Desta forma, consideramos pertinentes, tanto do ponto de vista
analítico quanto sintético, a
definição adotada pela 1°
Conferência Mundial Helen Keller.
Assim:
“Surdocegos são os indivíduos que tem
uma perda substancial de audição e
visão, de tal modo que a combinação
das suas deficiências causa extrema dificuldade na conquista
de habilidades educacionais, vocacionais, de lazer e social”.
(Kinney, 1977, p. 21).
Através da análise desta
definição, podemos identificar o quão
significativo se propõem a palavra
combinação neste tópico.
“Uma pessoa com perda substancial de visão pode,
ainda assim, escutar e ouvir. Outra pessoa com substancial perda de
audição pode, ainda assim, ver e observar. Mas
uma pessoa com perdas substanciais em ambos os sentidos, experimenta
uma gama de privacidade que pode causar extremas
dificuldades”. (Kinney 1977, p. 22)
Logo após a argumentação conceitual de
Surdocegueira, surge a necessidade de classificar a grande variedade de
características que produzem um indivíduo
Surdocego principalmente sobre a ótica funcional, ou seja,
ótica mais comportamental do que técnica.
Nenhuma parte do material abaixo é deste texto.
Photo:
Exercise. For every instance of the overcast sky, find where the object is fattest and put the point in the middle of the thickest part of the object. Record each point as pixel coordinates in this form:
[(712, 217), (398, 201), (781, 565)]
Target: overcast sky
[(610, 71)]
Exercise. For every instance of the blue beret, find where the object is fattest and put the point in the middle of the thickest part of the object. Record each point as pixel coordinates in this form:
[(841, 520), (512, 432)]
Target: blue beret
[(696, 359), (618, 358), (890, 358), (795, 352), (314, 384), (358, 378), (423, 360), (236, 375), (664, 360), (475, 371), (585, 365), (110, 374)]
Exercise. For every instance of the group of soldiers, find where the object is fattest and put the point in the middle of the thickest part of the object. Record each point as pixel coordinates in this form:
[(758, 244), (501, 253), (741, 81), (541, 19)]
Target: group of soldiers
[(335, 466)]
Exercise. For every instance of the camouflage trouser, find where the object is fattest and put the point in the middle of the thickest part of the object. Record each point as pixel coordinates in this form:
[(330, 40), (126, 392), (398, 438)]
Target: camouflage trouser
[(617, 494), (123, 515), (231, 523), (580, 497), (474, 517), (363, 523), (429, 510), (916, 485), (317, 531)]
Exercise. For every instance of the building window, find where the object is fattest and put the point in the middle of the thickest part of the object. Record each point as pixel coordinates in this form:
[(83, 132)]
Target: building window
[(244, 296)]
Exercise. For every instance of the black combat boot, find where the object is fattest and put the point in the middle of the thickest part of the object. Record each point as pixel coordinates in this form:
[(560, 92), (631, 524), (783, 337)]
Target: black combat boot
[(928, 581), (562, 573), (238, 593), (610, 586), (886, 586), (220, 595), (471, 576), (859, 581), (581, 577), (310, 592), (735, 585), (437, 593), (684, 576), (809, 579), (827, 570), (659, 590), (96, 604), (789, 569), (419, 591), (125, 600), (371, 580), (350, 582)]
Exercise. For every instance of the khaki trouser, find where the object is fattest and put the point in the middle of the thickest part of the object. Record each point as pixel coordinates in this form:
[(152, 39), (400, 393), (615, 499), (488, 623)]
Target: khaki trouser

Dessa forma, a Surdocegueira pode ser classificada em dois grupos:
Surdocegueira pré-simbólica e Surdocegueira
pós-simbólica.
Na primeira, enquadram-se aqueles que são congenitamente
Surdocegos ou aqueles que adquiriram a Surdocegueira antes da
estruturação da linguagem1.
Apesar do pré-simbolismo ser característica
fundamental nesta classificação, isso
não significa que, ao nascer, um indivíduo
Surdocego não apresente resíduos audiovisuais,
mesmo que rudimentares.
Na segunda classificação, enquadra-se a
Surdocegueira adquirida; Surdocegueira após a
estruturação da linguagem; surdez
congênita2 com posterior cegueira; cegueira
congênita com posterior surdez em indivíduos que
apresentam perdas substanciais de audição e
visão. É enorme a variedade de pessoas abrangidas
sob estas amplas classificações.
“Há relativamente poucas pessoas que
são totalmente Surdacegas e, destas, somente uma pequena
fração não possui
audição e visão desde o
nascimento”. (Waterhouse, 1977, p. 27).
1.
Significado
simbólico pelo qual organizamos pensamentos e os compartimos
com outros.
2.
Que está presente
ao nascer.
Aspectos Legais de Apoio à Surdocegueira
Existem, atualmente, em nosso contexto legal mundial, várias
leis e diretrizes que podem e são analisadas de forma
coerente a fim de se estabelecer critérios que amparem a
Surdocegueira em suas especificidade.
Entre estas leis e diretrizes podemos citar:
- A Declaração Universal dos Direitos Humanos de
1948.
- A Declaração dos Direitos das Pessoas
Portadoras de Deficiência de 1975.
- A Promulgação Interamericana para a
Eliminação de Todas as Formas de
Discriminação contra as Pessoas Portadoras de
Deficiência de 2001.
- As Normas Uniformes das Nações Unidas para a
Participação e Igualdade das Pessoas com
Deficiência de 1993.
As Normas Uniformes são umas conjuntas de 22
disposições favoráveis que contemplam
praticamente toda a vida de um Portador de Deficiência.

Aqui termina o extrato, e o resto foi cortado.